How would you explain the concept of a Splunk Data Model to, say, your mother?
While thinking of this question, I thought of the popular Reddit forum called ELI5 (Explain Like I'm 5).
I am asking because I am looking for a good way to explain the concept to an audience with multiple levels of technical understanding.
So, how would you explain Splunk Data Models?
let me have a go 🙂
Creating neat, informative summaries out of huge lists of raw data is a common challenge. Today fortunately many software programs do it with ease and one of the such representation is called Pivot tables. You might have used pivot tables in Microsoft Excel. Pivot tables quickly summarize long lists of data into neat summary for end-user; hiding all formulae and complex calculation underneath. Moreover the end user can do drag and drop, rearrange of such pivot tables to customise their reports.
In todays system, data is too complex to create a straight forward pivot summary. Before creating pivot, you need to extract and enrich the raw data to make it useful and write all formulae and complex calculations. This stage is called data modelling and the output is called as a data model. Multiple data model(s) can be used to create a single pivot. Also a data model can be have child elements thus preserving any hierarchy if you require. Splunk additionally provides ability to make the data modelling faster using a method called as datamodel acceleration which is tremendously useful for huge data organisations.

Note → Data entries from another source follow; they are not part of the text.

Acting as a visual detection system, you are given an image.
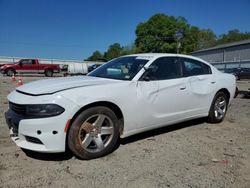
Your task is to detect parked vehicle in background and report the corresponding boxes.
[66,63,88,75]
[5,53,236,159]
[0,59,60,77]
[88,64,101,72]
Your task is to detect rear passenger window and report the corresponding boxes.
[180,58,212,76]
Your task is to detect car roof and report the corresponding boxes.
[126,53,210,65]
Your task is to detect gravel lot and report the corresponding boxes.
[0,75,250,188]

In Summary, for the end use you require a drag and drop functionality for reports from very complex set of data, which in-turn requires datamodels
I just found a really awesome presentation on this from Conf 2014
https://conf.splunk.com/session/2014/conf2014_DavidClawson_Splunk_WhatsNew.mp4
let me have a go 🙂
Creating neat, informative summaries out of huge lists of raw data is a common challenge. Today fortunately many software programs do it with ease and one of the such representation is called Pivot tables. You might have used pivot tables in Microsoft Excel. Pivot tables quickly summarize long lists of data into neat summary for end-user; hiding all formulae and complex calculation underneath. Moreover the end user can do drag and drop, rearrange of such pivot tables to customise their reports.

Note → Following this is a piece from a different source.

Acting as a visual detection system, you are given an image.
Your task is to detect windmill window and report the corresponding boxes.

In todays system, data is too complex to create a straight forward pivot summary. Before creating pivot, you need to extract and enrich the raw data to make it useful and write all formulae and complex calculations. This stage is called data modelling and the output is called as a data model. Multiple data model(s) can be used to create a single pivot. Also a data model can be have child elements thus preserving any hierarchy if you require. Splunk additionally provides ability to make the data modelling faster using a method called as datamodel acceleration which is tremendously useful for huge data organisations.
In Summary, for the end use you require a drag and drop functionality for reports from very complex set of data, which in-turn requires datamodels
I like it!
Without Data Model
Programmers : Write own program to create data analysis
Splunker: Write splunk search to populate fancy report/dashboard
Managers: Neglect to learn splunk search, but would like to impress his/her boss by fancy report chart . So usually he/she ask splunker for help.

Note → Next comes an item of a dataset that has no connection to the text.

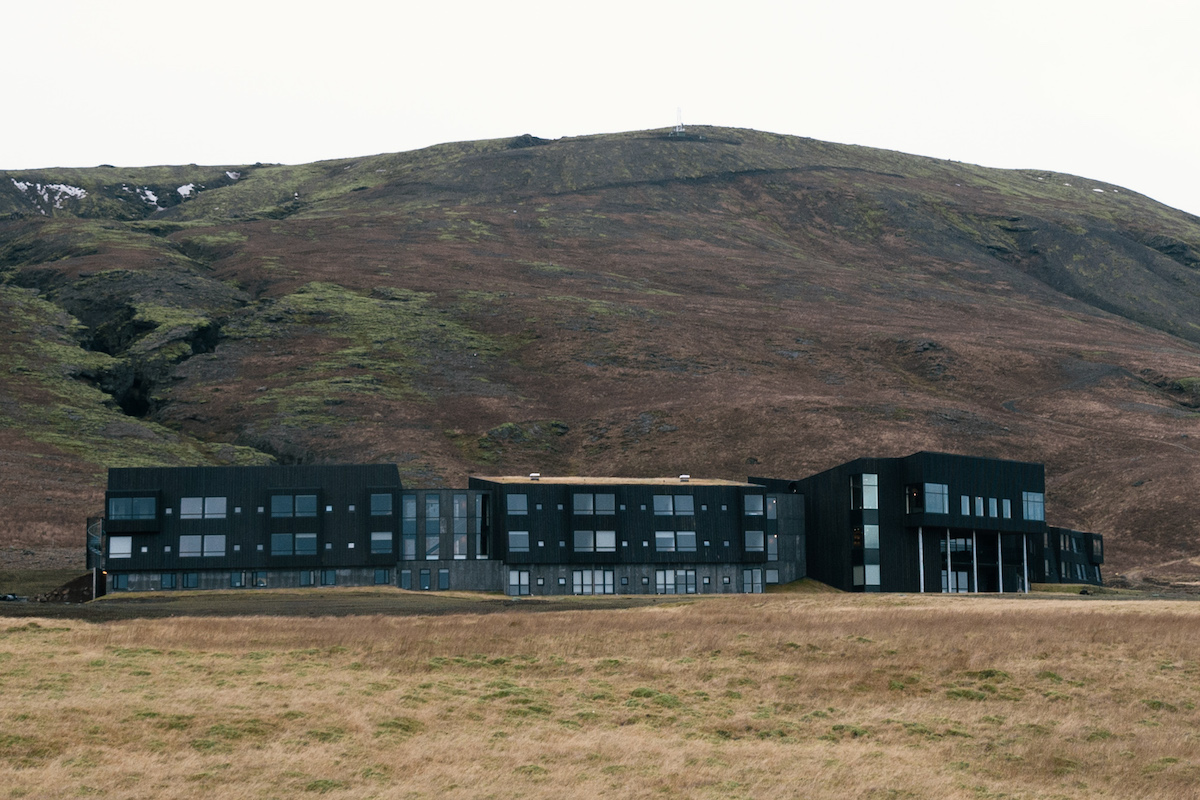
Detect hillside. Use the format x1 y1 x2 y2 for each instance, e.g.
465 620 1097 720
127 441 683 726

Directors/CEO: Just want to see result(report). Do not care how to generate it
With Data Model
1. Managers ask Splunker to help easy way to create fancy chart
2. Splunker create Splunk Data Model which defines all field names from raw data
=> Managers will stop asking to create reports or splunk search.
3. Managers use Pivot feature ( which become available by Data Model), and just drag and drop, and/or select functions/fields from drop-down boxes to create fancy chart. No need to learn Splunk search commands.
=> Manager can impress his/her boss
4. Directors/CEO boss will feel reports are coming so quicker than before.
Bonus point of Data Model is 100 times faster search speed by making use of Data Model Acceleration feature.
Note: Programmers are still satisfied with his/her owns way to analyze data 🙂
Splunk defines it in data model
As -
-- A hierarchically structured, search-time mapping of semantic knowledge about one or more datasets that encode the domain knowledge necessary to generate specialized searches of those datasets. Splunk Enterprise uses these specialized searches to generate reports and charts for pivot users.
Right, thanks.
But I can't really use that explanation for a new user, or a student, or my mother.
Is there a simpler way of explaining it?